Magazin's Next Episode
Extra episodes may be forthcoming in the Magazin soap opera, judging by an interview with Tonči Huljić, the Croatian pop composer and Magazin's manager, in Sunday's 24 sata. (The Gazette uses the 'soap opera' metaphor advisedly; among Huljić's 2005 projects was the footballing soap Ljubav u zaleÄ‘u.) More concretely, Jelena Rozga's solo album need not mean that she would leave the band, according to Huljić's logic that 'even Freddie Mercury had his own album, and he still sang with Queen.'
Nonetheless, at least a dozen girls have reportedly come forward to replace Jelena, and Novi list suggests that the public will have some involvement in the selection, possibly through a radio or television contest. (So it's come to this: Huljić Idol.) The selection is expected to take at least a month, conveniently seeing Jelena through Dora and letting her assess what her solo chances are.

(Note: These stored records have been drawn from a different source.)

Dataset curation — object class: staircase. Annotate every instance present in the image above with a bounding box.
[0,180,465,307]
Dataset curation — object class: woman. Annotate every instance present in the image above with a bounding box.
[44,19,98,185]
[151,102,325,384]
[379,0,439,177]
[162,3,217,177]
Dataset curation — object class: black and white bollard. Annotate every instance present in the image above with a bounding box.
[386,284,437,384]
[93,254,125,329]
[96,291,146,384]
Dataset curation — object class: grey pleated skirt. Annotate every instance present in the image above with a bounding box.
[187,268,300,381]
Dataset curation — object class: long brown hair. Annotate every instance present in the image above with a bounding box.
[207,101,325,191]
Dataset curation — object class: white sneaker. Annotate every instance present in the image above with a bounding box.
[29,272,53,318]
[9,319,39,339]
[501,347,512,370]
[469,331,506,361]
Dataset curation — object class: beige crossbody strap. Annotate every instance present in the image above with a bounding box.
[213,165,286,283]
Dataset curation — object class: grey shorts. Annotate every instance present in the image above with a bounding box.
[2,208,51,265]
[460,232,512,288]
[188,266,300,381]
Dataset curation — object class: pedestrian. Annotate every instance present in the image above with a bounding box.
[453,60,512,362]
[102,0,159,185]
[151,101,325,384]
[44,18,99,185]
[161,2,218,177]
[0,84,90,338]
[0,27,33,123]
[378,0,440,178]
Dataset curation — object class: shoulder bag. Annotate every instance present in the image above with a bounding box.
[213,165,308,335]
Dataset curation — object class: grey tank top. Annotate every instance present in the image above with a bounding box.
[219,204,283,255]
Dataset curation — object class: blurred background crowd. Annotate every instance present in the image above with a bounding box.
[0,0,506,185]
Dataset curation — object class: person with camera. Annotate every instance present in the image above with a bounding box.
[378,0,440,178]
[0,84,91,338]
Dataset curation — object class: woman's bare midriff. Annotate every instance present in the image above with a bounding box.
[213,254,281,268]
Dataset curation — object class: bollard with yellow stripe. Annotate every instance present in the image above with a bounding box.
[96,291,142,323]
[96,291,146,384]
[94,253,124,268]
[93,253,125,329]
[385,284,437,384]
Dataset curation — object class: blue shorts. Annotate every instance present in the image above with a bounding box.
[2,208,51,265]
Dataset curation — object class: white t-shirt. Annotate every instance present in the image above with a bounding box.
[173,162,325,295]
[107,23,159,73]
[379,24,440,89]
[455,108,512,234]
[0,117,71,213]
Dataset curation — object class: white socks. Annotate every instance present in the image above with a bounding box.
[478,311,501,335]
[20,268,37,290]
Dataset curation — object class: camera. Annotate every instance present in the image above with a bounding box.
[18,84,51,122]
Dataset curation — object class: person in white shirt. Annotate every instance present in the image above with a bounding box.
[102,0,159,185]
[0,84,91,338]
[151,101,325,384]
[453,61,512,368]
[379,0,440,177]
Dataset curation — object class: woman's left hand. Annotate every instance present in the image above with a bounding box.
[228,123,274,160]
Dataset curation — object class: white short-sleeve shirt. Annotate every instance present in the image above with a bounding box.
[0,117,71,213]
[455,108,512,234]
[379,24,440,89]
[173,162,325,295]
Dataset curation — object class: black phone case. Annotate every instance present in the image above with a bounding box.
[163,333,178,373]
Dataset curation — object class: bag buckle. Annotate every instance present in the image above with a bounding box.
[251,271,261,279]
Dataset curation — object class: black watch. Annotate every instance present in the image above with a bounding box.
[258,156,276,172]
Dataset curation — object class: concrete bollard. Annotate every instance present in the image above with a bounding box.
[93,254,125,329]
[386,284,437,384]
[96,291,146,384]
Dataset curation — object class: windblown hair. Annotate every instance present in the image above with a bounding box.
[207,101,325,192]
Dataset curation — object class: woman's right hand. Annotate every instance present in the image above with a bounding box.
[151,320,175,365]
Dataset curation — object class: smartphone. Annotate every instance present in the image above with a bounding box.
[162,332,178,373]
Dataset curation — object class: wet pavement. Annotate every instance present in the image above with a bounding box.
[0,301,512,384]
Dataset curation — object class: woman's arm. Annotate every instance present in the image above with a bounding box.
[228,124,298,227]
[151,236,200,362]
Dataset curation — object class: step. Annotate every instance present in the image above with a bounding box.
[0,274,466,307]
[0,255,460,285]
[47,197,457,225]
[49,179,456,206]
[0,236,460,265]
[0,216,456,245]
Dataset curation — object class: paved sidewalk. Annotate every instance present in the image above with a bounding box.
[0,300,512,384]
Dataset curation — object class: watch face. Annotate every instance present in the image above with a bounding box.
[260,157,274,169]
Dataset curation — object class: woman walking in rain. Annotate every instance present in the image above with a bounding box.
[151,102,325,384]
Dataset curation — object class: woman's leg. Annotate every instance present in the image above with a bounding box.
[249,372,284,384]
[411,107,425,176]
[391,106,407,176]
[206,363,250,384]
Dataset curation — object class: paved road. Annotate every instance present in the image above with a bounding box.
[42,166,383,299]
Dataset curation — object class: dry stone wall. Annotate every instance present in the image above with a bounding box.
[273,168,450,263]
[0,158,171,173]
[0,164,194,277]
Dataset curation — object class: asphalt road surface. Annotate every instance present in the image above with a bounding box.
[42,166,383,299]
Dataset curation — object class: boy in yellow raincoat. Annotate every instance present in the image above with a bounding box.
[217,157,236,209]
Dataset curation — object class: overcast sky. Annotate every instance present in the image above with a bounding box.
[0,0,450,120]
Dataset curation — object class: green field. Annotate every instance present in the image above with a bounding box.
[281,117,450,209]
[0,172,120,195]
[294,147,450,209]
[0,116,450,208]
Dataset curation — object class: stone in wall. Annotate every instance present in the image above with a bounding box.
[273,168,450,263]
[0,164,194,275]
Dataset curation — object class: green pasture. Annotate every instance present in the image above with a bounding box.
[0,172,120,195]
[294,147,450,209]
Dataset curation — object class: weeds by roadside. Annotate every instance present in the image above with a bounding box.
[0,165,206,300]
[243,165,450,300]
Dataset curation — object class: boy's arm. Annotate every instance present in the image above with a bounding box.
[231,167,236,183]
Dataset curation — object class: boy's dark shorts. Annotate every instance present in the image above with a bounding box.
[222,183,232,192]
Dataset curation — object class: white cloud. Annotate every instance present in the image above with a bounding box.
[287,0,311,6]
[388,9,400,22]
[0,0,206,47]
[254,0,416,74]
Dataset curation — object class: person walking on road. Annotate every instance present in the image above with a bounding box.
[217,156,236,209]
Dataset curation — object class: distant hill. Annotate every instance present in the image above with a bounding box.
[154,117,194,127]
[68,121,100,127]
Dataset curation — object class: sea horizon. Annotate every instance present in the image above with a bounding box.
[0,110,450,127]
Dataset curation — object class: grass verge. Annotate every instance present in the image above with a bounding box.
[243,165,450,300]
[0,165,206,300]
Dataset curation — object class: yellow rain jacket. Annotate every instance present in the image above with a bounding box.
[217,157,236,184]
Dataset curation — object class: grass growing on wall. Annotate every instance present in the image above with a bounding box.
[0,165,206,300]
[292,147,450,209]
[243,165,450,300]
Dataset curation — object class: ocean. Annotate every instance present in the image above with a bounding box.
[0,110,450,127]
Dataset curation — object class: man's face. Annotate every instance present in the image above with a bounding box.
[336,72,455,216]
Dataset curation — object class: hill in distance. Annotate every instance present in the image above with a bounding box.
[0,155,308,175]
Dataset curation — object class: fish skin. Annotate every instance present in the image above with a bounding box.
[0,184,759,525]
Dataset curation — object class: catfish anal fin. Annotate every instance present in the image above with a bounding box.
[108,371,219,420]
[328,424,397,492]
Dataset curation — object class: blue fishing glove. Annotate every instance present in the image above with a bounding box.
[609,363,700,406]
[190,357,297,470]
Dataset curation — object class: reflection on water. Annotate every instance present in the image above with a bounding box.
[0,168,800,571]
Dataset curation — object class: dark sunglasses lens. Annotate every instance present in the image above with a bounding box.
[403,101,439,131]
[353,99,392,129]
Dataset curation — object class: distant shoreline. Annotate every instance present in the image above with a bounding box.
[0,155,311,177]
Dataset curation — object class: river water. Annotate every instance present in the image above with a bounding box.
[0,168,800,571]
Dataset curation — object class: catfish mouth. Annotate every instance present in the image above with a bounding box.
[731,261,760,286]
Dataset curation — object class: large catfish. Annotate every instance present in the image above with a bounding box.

Huljić also gives tentative suggestions that Huljić might contribute to Severina's next album, or rather, 'we'll probably do something together, but that doesn't mean it will be music.' (For the sake of his wife's nerves, somebody might like to rephrase that.)
Asked to comment on the 'flood' of folk-pop songs or narodnjaci into Croatia (for which critics often hold him responsible), Huljić replies:
'I'd say that the whole of showbusiness has been going in cycles for generations and that the cycle of narodnjaci has come round again. In 2000 there were social changes which influenced a change of musical route as well. We need to be aware that our entire showbusiness industry is based on pop [zabavna] music. When that disappeared from the radio and television airspace because certain people wanted to forcefully create, shall we say, civil society, they induced people to listen to narodnjaci and now they're paying the price for that. The way I stood with pop production, an invasion of narodnjaci happened because you don't allow people any alternative in pop music. I'm convinced that in five years at the latest, the state of pop music in Croatia will return to the level of the late 1990s.'
Good news for some, less so for others, perhaps.